Цезония (вставая). Он был ребенок. (Подходит к зеркалу и смотрится в него.) У меня никогда не было другого бога, кроме собственного тела. Вот этому богу я и помолюсь сегодня, чтобы мне вернули Гая.
Входит Калигула. Заметив Цезонию и Сципиона, он в нерешительности отступает назад. В ту же минуту с противоположной стороны входят патриции и дворцовый управитель. Они останавливаются в растерянности. Цезония оборачивается. Вместе со Сципионом она бросается к Калигуле. Он останавливает их движением руки.
Сцена седьмая
Управитель (неуверенно). Мы… мы тебя искали, цезарь.
Калигула (отрывистым, изменившимся голосом).
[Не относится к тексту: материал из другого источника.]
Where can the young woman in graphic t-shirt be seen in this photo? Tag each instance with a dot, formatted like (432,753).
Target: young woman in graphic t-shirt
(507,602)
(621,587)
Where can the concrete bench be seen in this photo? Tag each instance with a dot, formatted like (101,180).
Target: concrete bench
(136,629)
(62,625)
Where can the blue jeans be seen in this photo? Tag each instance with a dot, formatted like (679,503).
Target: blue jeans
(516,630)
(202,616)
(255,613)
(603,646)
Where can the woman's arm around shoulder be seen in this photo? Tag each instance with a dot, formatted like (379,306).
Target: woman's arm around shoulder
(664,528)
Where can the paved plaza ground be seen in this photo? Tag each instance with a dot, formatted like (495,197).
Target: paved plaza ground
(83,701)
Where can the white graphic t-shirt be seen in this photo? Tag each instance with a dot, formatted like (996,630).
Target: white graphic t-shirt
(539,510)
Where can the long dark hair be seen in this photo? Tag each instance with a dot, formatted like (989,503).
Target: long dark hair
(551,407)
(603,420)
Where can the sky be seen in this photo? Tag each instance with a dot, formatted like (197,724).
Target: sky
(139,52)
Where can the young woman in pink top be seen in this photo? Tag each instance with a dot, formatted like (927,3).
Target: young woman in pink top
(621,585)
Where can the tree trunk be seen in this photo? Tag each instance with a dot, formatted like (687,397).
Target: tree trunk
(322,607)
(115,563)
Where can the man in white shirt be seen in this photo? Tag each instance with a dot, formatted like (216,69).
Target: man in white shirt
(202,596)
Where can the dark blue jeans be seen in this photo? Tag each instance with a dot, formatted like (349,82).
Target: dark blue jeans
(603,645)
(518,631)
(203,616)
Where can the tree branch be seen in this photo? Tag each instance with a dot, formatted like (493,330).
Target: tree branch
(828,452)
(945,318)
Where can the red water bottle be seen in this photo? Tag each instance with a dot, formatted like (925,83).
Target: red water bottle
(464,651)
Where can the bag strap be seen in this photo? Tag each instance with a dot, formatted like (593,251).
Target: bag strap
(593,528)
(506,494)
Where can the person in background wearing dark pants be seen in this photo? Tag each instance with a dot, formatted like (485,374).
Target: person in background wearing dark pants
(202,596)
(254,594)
Я вижу.
Управитель. Мы… То есть…
Калигула (резко). Что вам надо?
Управитель. Мы беспокоились, цезарь.
Калигула (наступая на него). С какой стати?
Управитель. Э-э-э… М-м-м… (Внезапно его осенило; быстро выпаливает.) Но ты ведь знаешь, что должен решить кое-какие вопросы относительно государственной казны.
Калигула (его разбирает неудержимый смех). Казна? Ну как же, конечно, казна – это дело серьезное.
Управитель. Разумеется, цезарь.
Калигула (смеясь, Цезонии). Не правда ли, дорогая, казна – это очень важно?
Цезония. Нет, Калигула, казна – дело второстепенное.
Калигула. Ты просто ничего в этом не понимаешь. Казна имеет огромное значение. Все важно: финансы, общественная мораль, внешняя политика, снабжение армии и аграрные законы. Говорю тебе, все очень серьезно. И все одинаково важно: величие Рима и приступы твоего артрита. Да! Я всем этим займусь. Послушай-ка, управитель…
Патриции подходят поближе.
Калигула. Ты мне верен, не правда ли?
Управитель (укоризненным тоном). Цезарь!
Калигула. Так вот, у меня есть для тебя план. Мы перевернем всю политическую экономию в два хода. Я тебе все объясню, управитель… когда патриции уйдут.
Патриции уходят.
Сцена восьмая
Калигула усаживается рядом с Цезонией и обнимает ее за талию.